Table tennis has been in Kent’s blood
for 32 years. He was on Canada’s national able-bodied junior table
tennis team and placed second in Canada’s under-13 singles competition.
He also coached Canada’s national table tennis team from 1985 to 1991.
“It’s a second chance at playing for
me. I coached for the country and now here I am in Brazil playing for
Canada. It’s great,” says Kent.
In 1999, at the age of 38 he woke up
“twisted and contorted,” lost 45 pounds over three months and was
subsequently diagnosed with dystonia.
He began playing table tennis again
in 2001, but he didn’t immediately consider playing against other
athletes with a physical disability. In 2002, he won the men’s open at
the Atlantic Canada Championships for able-bodied athletes.
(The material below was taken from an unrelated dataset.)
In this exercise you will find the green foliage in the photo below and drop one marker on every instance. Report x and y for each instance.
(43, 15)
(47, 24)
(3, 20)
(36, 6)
Macpherson saw a spot for Kent on
Canada’s table tennis for the physically disabled team and brought him
aboard. In 2005, he won silver at the 2003 Parapanamerican Games in Mar
del Plata, Argentina.
When Kent’s not training, he’s giving
his three sons – Isaac, 17, Tyler, 15, and Matthew, 13 – table tennis
pointers. Isaac won two bronze medals a month ago at the Canadian
national table tennis championships and Tyler earned a bronze.
In Rio, Kent will be competing in the
men’s open, men’s class single and team events. He will play his first
game in Rio on August 13.
Kent is one of 92 Canadian athletes
competing in Rio in athletics, wheelchair basketball, judo,
seven-a-side football, table tennis, sitting volleyball, powerlifting
and swimming. The 2007 Parapanamerican Games will run from August 12-19.